FIG. 1 depicted the poundage of lobsters caught over the years. Lobsters were caught in fewer quantities from the 50’s until the 1980’s. However, during the 90’s, there was a pattern of growth found. Lobsters, as mentioned before, started to experience a boom in the 90’s, and started to experience a significant increase. Because the need for lobsters was higher than the total poundage caught, the value of lobsters went up as well. It was also found that the p-values for all three coefficients were less than <2e-16, which means. Due to this, the null hypothesis was rejected, and the alternative hypothesis, which stated that there was a relationship between the variables, was accepted. It should also be noted that the r-squared was 0.9391. This meant that Year accounted for 93.91% of the variability in Pounds_M. This r-value was very high, and was almost at the point of being close to 1. This indicated that there was a strong positive relationship between the two variables, and that Year was able to effectively predict Pounds_M. This data could be modeled by Predicted Pounds in Millions = 2.069e+05 -2.099e+02(Year) + 5.327e-02(Year^2). FIG. 2 depicted the value of lobsters caught over the years. During the 90’s, the value of lobster has increased over the years. This does match the growth of how much lobsters have been caught over the years as well. These graphs were connected quite closely, and show an exponential growth of both value and pounds caught from the 90’s to our current day. It was also found that the p-values for all three coefficients were less than <2e-16, which means. Due to this, the null hypothesis was rejected, and the alternative hypothesis, which stated that there was a relationship between the variables, was accepted. It should also be noted that the r-squared was 0.9451. This meant that Year accounted for 94.51% of the variability in Value_M. This r-value was very high, and was almost at the point of being close to 1. This indicated that there was a strong positive relationship between the two variables, and that Year was able to effectively predict Value_M. This data could be modeled by Predicted Value in Millions = 7.221e+05 -7.341e+02(Year) + 1.865e-01(Year^2). The medians for both graphs was a good tell for similar growth in each graph. The median was close to 0, which showed that the residuals were symmetrically distributed across both graphs (Pounds in Millions being 0.720 and Value in Millions being 0.976).

Conclusions

Through our models, we were able to show a clear connection of how the value and poundage of lobsters have changed. Because their value increased over time, the amount caught and the price for them had increased.
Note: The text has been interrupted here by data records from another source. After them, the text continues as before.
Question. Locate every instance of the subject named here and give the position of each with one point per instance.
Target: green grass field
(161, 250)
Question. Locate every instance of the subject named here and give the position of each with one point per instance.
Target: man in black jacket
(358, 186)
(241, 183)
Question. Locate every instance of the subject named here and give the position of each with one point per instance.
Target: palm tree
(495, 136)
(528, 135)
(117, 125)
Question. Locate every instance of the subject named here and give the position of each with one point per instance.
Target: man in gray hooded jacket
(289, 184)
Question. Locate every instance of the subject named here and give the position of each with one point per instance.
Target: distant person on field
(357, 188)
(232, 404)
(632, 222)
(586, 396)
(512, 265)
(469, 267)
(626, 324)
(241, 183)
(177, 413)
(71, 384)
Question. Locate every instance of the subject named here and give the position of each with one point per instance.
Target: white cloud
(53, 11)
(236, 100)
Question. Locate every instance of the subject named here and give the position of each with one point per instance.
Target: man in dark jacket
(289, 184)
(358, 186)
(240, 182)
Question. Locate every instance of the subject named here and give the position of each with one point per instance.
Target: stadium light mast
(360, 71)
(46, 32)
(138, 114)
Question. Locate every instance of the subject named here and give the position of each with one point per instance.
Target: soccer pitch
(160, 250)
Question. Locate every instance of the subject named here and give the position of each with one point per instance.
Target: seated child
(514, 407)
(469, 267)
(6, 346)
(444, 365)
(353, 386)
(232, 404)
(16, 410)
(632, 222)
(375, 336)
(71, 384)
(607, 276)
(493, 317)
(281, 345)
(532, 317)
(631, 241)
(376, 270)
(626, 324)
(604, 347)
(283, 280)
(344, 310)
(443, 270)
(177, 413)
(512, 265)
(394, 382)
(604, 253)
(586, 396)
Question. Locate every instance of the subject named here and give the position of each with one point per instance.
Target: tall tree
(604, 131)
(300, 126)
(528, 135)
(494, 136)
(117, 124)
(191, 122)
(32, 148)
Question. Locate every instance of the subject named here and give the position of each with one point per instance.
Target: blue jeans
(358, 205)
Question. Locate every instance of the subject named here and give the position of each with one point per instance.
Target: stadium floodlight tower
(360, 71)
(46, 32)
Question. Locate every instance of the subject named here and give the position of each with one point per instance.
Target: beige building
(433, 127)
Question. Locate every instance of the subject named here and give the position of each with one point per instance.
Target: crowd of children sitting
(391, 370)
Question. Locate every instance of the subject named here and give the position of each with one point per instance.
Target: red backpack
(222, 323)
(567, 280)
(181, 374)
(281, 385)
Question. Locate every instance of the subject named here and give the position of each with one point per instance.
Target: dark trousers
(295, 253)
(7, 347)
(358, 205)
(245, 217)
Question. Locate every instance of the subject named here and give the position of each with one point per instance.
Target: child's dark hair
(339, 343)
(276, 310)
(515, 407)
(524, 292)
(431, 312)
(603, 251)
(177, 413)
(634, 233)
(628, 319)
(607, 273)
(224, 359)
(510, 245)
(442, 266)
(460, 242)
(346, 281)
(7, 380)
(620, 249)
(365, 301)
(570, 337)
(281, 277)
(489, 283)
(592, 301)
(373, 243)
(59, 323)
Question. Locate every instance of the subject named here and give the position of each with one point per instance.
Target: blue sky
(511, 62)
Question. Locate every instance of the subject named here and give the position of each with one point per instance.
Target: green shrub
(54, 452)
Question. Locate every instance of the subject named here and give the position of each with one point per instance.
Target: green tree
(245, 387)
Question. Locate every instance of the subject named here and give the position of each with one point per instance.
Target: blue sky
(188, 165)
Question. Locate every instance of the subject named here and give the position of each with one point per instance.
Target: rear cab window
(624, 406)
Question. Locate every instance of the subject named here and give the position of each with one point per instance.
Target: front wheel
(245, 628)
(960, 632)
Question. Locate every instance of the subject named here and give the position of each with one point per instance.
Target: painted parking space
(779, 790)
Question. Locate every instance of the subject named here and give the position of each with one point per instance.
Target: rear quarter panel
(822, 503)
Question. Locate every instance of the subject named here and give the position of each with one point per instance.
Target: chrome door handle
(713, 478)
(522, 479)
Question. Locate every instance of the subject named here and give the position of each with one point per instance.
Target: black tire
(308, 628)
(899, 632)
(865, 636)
This shows a classic example of supply and demand. Usually, having such a high demand for a product means a scarcity of that product has come to be. The data and its results showed that the price of lobsters increased exponentially within the last 20 years or so. In addition to this, the amount of lobsters caught increased as well. Due to this, it was proven that there was a relationship between Year and Pounds in Millions, and Year and Value in Millions. While this data only reported numbers, it should also be noted that lobsters are being impacted by climate change. Due to this, the trends presented by the following models might not be that relevant in the upcoming years. It is possible that climate change could impact the relationships between the variables that were examined here. It should also be noted that the data only went as far as 2016, so the past three years aren’t included in the data. Due to this, this analysis is only valid up to the last year of data. In addition to this, trying to use the models to guess the results from the past three years is considered extrapolation, which would, in turn, give results that assume the conditions, such as the relationship between the variables, remain the same. In addition to this, there is also the possibility of over fishing, which would lead to a decline in the population, and the possibility of making it become endangered.

Sources

“Lobsters.” Gulf of Maine Research Institute: Kinds of Lobsters, Gulf of Maine Research Institute, 27 Feb. 2012, www.gma.org/lobsters/allaboutlobsters/species.html.